La giornata di oggi segna poi un altro salto di qualità nella guerra per procura tra russi ed angloamericani in Siria: uno degli elicotteri MI-8 impegnati nella ricerca del SU-24 abbattuto sarebbe stato infatti colpito da un missile anticarro BGM-71 TOW di fabbricazione americana, recentemente fornito ai ribelli di Al-Nusra e dell’ISIS attraverso canali sauditi. Il ministero della Difesa russa però nega il fatto affermando che l’elicottero in questione, danneggiato da armi leggere, è atterrato in territorio neutrale.
Vladimir Putin, ospite del re di Giordania (l’abbattimento del SU-24 mira anche a sabotare il lavorio diplomatico di Mosca sul dossier siriano), ha definito la mossa di Ankara “una pugnalata alla schiena”ed ha stigmatizzato il comportamento della Turchia che, anziché mettersi in contatto con Mosca dopo l’accaduto, si è rivolta immediatamente agli alleati occidentali: “Erdogan vuole dunque che la Nato si metta al servizio dello Stato islamico?” chiede ironico il presidente russo.
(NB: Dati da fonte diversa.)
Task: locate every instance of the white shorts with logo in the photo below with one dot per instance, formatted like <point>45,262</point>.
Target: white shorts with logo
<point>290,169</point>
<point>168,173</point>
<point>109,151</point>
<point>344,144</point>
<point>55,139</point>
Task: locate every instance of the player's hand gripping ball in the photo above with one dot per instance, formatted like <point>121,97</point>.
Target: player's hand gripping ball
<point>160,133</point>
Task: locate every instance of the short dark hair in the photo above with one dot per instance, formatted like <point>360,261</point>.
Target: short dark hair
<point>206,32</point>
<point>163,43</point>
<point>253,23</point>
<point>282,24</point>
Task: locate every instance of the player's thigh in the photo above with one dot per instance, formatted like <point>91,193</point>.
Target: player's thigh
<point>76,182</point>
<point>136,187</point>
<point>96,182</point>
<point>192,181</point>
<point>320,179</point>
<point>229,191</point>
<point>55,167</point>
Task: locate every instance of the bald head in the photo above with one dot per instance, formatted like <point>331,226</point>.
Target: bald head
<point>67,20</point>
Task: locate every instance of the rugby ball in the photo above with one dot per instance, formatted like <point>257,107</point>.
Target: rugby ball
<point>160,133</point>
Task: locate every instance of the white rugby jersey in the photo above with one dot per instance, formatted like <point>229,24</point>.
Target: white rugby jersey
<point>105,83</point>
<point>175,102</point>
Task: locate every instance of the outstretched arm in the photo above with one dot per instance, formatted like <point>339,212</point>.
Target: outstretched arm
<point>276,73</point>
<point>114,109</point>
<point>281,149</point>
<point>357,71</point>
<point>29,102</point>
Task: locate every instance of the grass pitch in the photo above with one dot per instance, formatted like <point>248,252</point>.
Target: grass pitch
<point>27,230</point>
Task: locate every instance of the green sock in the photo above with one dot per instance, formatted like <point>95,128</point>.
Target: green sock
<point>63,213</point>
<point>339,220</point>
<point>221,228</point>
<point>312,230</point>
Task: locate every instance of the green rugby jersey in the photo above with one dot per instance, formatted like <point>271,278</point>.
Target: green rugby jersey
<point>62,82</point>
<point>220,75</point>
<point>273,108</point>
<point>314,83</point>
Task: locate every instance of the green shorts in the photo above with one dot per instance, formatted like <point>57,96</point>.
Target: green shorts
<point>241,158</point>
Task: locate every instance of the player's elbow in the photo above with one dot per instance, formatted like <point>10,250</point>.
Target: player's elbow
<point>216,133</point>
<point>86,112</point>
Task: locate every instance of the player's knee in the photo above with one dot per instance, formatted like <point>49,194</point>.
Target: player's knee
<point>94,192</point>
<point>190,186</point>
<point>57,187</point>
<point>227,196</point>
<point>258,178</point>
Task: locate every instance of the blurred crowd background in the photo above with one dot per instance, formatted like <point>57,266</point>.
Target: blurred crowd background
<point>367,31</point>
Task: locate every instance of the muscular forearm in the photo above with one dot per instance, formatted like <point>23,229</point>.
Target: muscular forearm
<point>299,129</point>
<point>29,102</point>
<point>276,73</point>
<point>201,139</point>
Le “serie ripercussioni” minacciate da Putin non si sono fatte comunque attendere: i bombardieri russi in missione saranno d’ora in avanti scortati da caccia, a largo di Laodicea stazionerà l’incrociatore Moskva equipaggiato con i letali missili terra-aria S-300 ed ogni contatto militare con Ankara è da oggi sospeso. Sostanzialmente, al primo sconfinamento od aggressione di un velivolo turco, Mosca si arroga il diritto di neutralizzare la minaccia.
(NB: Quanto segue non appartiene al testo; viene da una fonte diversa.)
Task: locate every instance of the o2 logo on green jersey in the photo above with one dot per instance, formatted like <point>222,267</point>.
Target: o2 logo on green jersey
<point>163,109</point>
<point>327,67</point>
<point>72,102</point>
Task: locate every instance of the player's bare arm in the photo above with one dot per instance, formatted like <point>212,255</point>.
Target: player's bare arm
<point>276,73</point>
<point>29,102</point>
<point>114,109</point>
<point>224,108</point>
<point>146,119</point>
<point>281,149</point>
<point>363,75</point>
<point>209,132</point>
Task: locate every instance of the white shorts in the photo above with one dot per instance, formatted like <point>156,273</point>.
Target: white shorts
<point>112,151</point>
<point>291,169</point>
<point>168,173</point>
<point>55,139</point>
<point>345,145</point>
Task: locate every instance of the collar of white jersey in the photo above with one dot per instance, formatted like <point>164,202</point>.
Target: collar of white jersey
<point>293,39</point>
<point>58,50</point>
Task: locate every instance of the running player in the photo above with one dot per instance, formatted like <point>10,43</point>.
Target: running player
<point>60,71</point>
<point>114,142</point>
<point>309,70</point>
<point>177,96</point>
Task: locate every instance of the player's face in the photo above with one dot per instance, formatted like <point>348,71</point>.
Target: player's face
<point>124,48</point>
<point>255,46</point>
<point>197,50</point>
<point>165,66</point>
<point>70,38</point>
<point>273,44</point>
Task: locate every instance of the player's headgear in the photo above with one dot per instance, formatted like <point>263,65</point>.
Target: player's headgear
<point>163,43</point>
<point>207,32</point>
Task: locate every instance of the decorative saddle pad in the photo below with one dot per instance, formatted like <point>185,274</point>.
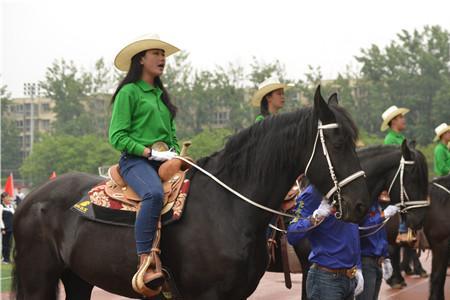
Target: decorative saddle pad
<point>106,204</point>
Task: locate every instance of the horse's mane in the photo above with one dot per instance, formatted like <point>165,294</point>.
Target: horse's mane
<point>444,181</point>
<point>262,148</point>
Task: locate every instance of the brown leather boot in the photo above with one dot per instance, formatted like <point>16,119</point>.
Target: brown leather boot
<point>149,278</point>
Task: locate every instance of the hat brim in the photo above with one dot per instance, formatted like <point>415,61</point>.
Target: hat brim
<point>123,58</point>
<point>257,98</point>
<point>400,111</point>
<point>438,136</point>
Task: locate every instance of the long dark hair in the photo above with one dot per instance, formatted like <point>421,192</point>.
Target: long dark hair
<point>264,107</point>
<point>135,73</point>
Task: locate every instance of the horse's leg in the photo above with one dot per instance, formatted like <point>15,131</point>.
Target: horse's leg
<point>302,250</point>
<point>396,281</point>
<point>438,268</point>
<point>75,287</point>
<point>37,275</point>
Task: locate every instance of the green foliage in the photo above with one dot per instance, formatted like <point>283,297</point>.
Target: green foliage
<point>10,149</point>
<point>208,142</point>
<point>65,153</point>
<point>412,71</point>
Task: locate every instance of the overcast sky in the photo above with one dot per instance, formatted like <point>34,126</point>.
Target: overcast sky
<point>326,33</point>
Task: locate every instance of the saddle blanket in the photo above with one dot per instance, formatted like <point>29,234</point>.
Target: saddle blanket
<point>98,206</point>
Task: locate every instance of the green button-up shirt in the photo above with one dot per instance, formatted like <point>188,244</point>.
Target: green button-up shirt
<point>140,118</point>
<point>393,138</point>
<point>441,160</point>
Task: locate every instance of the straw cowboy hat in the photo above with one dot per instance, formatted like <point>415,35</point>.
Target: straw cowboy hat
<point>390,114</point>
<point>267,86</point>
<point>440,130</point>
<point>148,41</point>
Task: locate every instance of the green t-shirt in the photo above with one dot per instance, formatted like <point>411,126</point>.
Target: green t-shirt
<point>140,118</point>
<point>441,160</point>
<point>393,138</point>
<point>259,118</point>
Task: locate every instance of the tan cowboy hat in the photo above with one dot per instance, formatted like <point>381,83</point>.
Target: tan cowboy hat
<point>267,86</point>
<point>148,41</point>
<point>440,130</point>
<point>390,114</point>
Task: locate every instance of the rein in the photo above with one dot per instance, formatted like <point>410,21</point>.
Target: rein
<point>337,185</point>
<point>441,187</point>
<point>406,205</point>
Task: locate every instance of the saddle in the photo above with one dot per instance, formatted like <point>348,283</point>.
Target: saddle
<point>119,190</point>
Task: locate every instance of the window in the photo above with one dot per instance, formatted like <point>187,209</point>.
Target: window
<point>45,107</point>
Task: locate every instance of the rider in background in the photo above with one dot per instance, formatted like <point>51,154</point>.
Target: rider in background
<point>441,151</point>
<point>335,273</point>
<point>394,122</point>
<point>143,114</point>
<point>269,97</point>
<point>374,250</point>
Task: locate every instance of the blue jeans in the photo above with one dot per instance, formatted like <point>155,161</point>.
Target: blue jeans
<point>373,276</point>
<point>323,285</point>
<point>142,175</point>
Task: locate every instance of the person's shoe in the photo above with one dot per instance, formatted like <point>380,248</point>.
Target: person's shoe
<point>147,280</point>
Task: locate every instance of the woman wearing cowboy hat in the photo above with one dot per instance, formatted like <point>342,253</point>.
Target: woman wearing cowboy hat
<point>269,97</point>
<point>394,121</point>
<point>441,151</point>
<point>142,116</point>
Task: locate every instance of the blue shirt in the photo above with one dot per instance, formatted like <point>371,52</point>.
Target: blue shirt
<point>376,244</point>
<point>335,244</point>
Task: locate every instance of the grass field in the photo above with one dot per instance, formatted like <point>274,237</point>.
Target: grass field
<point>6,277</point>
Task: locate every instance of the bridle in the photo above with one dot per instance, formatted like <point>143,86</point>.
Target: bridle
<point>337,185</point>
<point>335,191</point>
<point>406,205</point>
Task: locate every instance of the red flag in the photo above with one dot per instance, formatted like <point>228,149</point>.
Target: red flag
<point>53,176</point>
<point>9,185</point>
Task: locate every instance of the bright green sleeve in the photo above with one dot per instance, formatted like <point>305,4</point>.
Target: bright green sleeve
<point>120,126</point>
<point>259,118</point>
<point>174,136</point>
<point>441,161</point>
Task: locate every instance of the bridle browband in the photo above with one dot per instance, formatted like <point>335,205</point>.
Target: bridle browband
<point>336,189</point>
<point>337,185</point>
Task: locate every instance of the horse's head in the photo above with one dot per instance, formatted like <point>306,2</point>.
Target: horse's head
<point>409,187</point>
<point>334,166</point>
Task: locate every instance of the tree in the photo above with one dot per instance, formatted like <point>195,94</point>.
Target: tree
<point>65,153</point>
<point>412,71</point>
<point>10,143</point>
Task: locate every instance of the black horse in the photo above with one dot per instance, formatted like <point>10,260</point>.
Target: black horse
<point>216,251</point>
<point>437,230</point>
<point>380,164</point>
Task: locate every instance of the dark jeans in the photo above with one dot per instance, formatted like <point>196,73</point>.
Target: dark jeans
<point>142,175</point>
<point>373,276</point>
<point>323,285</point>
<point>6,246</point>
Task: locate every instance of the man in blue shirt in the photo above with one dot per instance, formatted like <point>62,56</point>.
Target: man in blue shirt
<point>335,273</point>
<point>374,250</point>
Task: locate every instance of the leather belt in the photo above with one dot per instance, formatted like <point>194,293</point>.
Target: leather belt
<point>350,273</point>
<point>377,259</point>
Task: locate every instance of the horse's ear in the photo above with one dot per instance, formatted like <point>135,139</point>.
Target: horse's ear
<point>321,109</point>
<point>333,100</point>
<point>406,152</point>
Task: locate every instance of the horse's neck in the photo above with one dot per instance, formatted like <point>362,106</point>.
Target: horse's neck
<point>379,167</point>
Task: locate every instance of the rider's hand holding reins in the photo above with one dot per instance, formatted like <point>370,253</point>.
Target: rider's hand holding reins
<point>390,211</point>
<point>323,211</point>
<point>162,155</point>
<point>359,282</point>
<point>387,269</point>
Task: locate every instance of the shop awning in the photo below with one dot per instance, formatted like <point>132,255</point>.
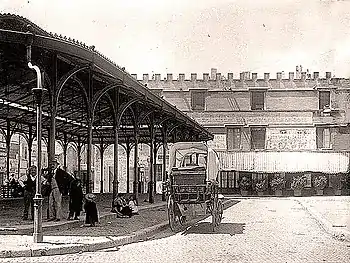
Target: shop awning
<point>288,162</point>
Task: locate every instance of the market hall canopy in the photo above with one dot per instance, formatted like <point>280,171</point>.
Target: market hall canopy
<point>84,89</point>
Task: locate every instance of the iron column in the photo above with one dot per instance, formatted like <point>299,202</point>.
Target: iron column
<point>38,200</point>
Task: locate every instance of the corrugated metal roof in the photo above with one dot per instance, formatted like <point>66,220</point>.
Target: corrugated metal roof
<point>289,162</point>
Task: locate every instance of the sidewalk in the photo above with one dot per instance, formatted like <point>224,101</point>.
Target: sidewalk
<point>331,212</point>
<point>72,236</point>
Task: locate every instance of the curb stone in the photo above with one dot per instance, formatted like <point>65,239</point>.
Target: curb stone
<point>342,235</point>
<point>70,249</point>
<point>91,247</point>
<point>28,230</point>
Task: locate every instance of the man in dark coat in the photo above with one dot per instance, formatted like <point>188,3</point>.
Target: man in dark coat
<point>59,181</point>
<point>90,210</point>
<point>28,184</point>
<point>75,199</point>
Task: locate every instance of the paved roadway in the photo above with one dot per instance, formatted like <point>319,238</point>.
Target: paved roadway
<point>254,230</point>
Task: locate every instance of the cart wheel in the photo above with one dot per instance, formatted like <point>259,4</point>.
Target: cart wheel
<point>217,214</point>
<point>213,215</point>
<point>174,220</point>
<point>220,210</point>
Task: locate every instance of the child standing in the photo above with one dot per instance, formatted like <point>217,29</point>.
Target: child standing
<point>90,210</point>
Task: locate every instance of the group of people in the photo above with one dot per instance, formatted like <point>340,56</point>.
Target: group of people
<point>125,207</point>
<point>52,189</point>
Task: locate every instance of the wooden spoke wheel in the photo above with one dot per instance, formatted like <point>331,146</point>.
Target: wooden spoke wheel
<point>175,220</point>
<point>217,213</point>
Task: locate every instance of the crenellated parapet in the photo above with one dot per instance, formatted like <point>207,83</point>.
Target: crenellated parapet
<point>246,80</point>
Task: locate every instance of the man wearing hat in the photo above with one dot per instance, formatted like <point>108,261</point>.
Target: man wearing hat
<point>55,197</point>
<point>28,184</point>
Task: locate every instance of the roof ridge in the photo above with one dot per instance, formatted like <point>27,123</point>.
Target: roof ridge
<point>61,37</point>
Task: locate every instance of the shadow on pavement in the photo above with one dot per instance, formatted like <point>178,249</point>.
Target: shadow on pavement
<point>223,228</point>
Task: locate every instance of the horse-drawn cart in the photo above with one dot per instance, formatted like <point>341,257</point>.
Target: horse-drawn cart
<point>192,184</point>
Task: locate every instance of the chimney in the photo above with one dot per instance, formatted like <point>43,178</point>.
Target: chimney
<point>181,77</point>
<point>279,76</point>
<point>303,76</point>
<point>242,76</point>
<point>266,76</point>
<point>157,77</point>
<point>193,76</point>
<point>254,76</point>
<point>291,76</point>
<point>213,73</point>
<point>169,77</point>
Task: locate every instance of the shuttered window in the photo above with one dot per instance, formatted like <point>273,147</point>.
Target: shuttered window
<point>198,100</point>
<point>233,138</point>
<point>257,100</point>
<point>324,99</point>
<point>323,136</point>
<point>258,138</point>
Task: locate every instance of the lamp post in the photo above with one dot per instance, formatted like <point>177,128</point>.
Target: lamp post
<point>38,200</point>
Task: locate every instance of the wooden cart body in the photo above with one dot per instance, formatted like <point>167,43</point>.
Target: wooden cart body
<point>193,171</point>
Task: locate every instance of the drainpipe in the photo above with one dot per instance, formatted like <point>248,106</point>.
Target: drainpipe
<point>38,94</point>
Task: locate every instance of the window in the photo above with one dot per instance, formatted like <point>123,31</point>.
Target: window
<point>233,138</point>
<point>198,100</point>
<point>258,138</point>
<point>157,92</point>
<point>308,180</point>
<point>323,138</point>
<point>324,99</point>
<point>257,100</point>
<point>227,179</point>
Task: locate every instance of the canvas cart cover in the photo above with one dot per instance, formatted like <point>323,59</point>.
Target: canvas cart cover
<point>180,149</point>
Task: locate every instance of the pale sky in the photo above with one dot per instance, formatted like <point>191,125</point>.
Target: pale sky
<point>192,36</point>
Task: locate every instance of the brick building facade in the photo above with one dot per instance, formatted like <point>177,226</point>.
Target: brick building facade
<point>303,113</point>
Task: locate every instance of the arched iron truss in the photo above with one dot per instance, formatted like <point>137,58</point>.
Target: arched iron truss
<point>90,99</point>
Se si ripetesse la stessa dinamica di oggi, Ankara avrebbe diritto di invocare l’articolo 4 dell’Alleanza nord atlantica (le Parti si consulteranno quando, secondo il giudizio di una di esse, ritengano che l’integrità territoriale, l’indipendenza politica o la sicurezza di una di esse siano minacciate)convincendo gli alleati, o perlomeno gli angloamericani, al rispetto dell’articolo 5?
Questo recita:
“Le Parti convengono che un attacco armato contro una o più di esse, in Europa o nell’America settentrionale, costituirà un attacco verso tutte, e di conseguenza convengono che se tale attacco dovesse verificarsi, ognuna di esse, nell’esercizio del diritto di legittima difesa individuale o collettiva riconosciuto dall’art.51 dello Statuto delle Nazioni Unite, assisterà la parte o le parti così attaccate, intraprendendo immediatamente, individualmente e di concerto con le altre parti, l’azione che giudicherà necessaria, ivi compreso l’impiego della forza armata, per ristabilire e mantenere la sicurezza nella regione dell’Atlantico settentrionale.”
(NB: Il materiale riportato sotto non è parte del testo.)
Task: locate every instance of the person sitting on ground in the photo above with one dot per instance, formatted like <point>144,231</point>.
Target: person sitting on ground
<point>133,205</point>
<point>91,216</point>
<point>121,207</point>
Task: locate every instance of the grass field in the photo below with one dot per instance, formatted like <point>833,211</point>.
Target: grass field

Se così fosse, la prossima aggressione turca, seguita da una risposta russa, implicherebbe l’inizio delle ostilità tra la NATO e la Russia, con un probabile, rapido, coinvolgimento di Iran e Cina.
Anche sugli altri fronti la tensione sale inesorabile:
dopo il sabotaggio dei tralicci elettrici che riforniscono la Crimea, Mosca ha oggi bloccato irifornimenti di gas all’Ucraina e valuta di fare altrettanto per il carbone;
in Nord Africa procede la destabilizzazione di Egitto e Tunisia con attentati dinamitardi targati ISIS che hanno indotto oggi le autorità tunisine a proclamare trenta giorni di stato d’emergenza.
Man mano che il sistema euro-atlantico affonda, si avvinghia alla comunità internazionale per trascinarla con sé nell’abisso.